Apple, Amazon, and others band together at COP26 to create a market for low-carbon technologies

By Stephanie Mehta

November 04, 2021

A group of corporations, including Apple, Amazon, Bank of America, Delta Air Lines, and United Airlines, have committed to create a market for emerging low-carbon technologies in an effort to stoke innovation in areas such as sustainable fuels, electric vehicles, and other low-emissions technologies.

The announcement is the latest corporate pledge to come out of COP26, the United Nations global warming conference in Glasgow. Earlier this week a group of banks and insurers managing $130 trillion said they would commit to targets to deliver their “fair share of 50% emission reductions this decade.”

The coalition is a partnership of the World Economic Forum and U.S. climate envoy John Kerry.

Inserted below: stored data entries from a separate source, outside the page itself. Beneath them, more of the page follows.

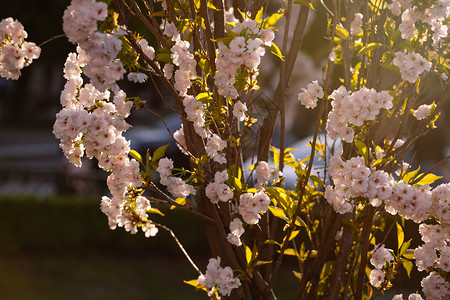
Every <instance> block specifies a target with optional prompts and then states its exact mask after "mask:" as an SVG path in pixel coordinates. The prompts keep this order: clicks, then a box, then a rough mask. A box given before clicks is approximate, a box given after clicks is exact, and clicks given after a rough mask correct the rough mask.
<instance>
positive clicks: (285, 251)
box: [284, 248, 298, 256]
mask: <svg viewBox="0 0 450 300" xmlns="http://www.w3.org/2000/svg"><path fill="white" fill-rule="evenodd" d="M284 255H291V256H298V253H297V252H295V250H294V249H292V248H287V249H286V250H284Z"/></svg>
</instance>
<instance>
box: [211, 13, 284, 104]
mask: <svg viewBox="0 0 450 300" xmlns="http://www.w3.org/2000/svg"><path fill="white" fill-rule="evenodd" d="M230 16H231V15H230ZM230 24H235V25H234V26H232V25H230ZM228 26H229V27H230V28H229V29H230V30H231V31H232V32H233V33H234V34H236V35H238V36H235V37H233V38H232V39H231V40H229V41H226V42H224V41H220V42H219V43H218V52H217V58H216V66H217V73H216V74H214V82H215V84H216V86H217V88H218V92H219V94H220V95H222V96H224V97H225V98H231V99H236V98H237V97H238V96H239V93H238V89H236V86H235V78H236V76H237V75H238V73H247V74H249V75H250V78H249V82H250V83H252V82H253V81H255V80H256V76H257V75H258V66H259V64H260V62H261V57H262V56H263V55H264V53H265V48H264V46H270V45H271V43H272V40H273V38H274V37H275V36H274V33H273V31H272V30H271V29H263V28H260V27H259V25H258V23H257V22H256V21H255V20H251V19H249V18H246V19H244V20H243V21H242V23H241V22H239V21H238V20H237V19H234V17H232V20H230V23H228Z"/></svg>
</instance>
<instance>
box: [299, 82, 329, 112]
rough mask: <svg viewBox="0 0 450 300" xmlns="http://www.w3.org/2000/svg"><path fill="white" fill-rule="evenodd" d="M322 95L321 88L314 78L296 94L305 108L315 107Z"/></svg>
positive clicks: (299, 99)
mask: <svg viewBox="0 0 450 300" xmlns="http://www.w3.org/2000/svg"><path fill="white" fill-rule="evenodd" d="M322 97H323V89H322V87H321V86H320V85H319V83H318V82H317V80H314V81H313V82H312V83H310V84H308V86H307V87H306V89H305V88H302V92H300V93H299V94H298V100H299V101H300V102H301V103H302V104H303V105H304V106H305V107H306V108H315V107H316V106H317V100H318V99H320V98H322Z"/></svg>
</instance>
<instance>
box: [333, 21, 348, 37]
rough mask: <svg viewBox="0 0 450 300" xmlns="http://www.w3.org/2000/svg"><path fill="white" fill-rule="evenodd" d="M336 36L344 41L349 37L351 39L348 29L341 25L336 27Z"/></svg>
mask: <svg viewBox="0 0 450 300" xmlns="http://www.w3.org/2000/svg"><path fill="white" fill-rule="evenodd" d="M336 35H337V36H338V37H340V38H341V39H343V40H345V39H348V37H349V34H348V31H347V29H345V28H344V27H342V25H341V24H339V25H337V26H336Z"/></svg>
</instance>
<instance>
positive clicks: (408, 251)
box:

“We won’t solve it only with governments,” says Antonia Gawel, head of the climate action platform for the World Economic Forum. “We won’t solve it only through private action. We need kind of both, and we need collaboration between the two.”

Gawel notes that the goal of limiting global temperature increase to less than 1.5 degrees Celsius, or 2.7 degrees Fahrenheit (scientists say if temperatures rise above that threshold a global warming crisis with deadly heat waves and food shortages becomes likely), can only be reached with the development of new decarbonizing technologies.

The new group, dubbed the First Movers Coalition, can help create demand for these emerging products by committing to buy zero-emission goods and services. Each member of the coalition has made at least one purchasing agreement.

Potential technologies the coalition members can agree to purchase include sustainable aviation fuels, zero-emission heavy-duty vehicles, and near-zero emissions steel.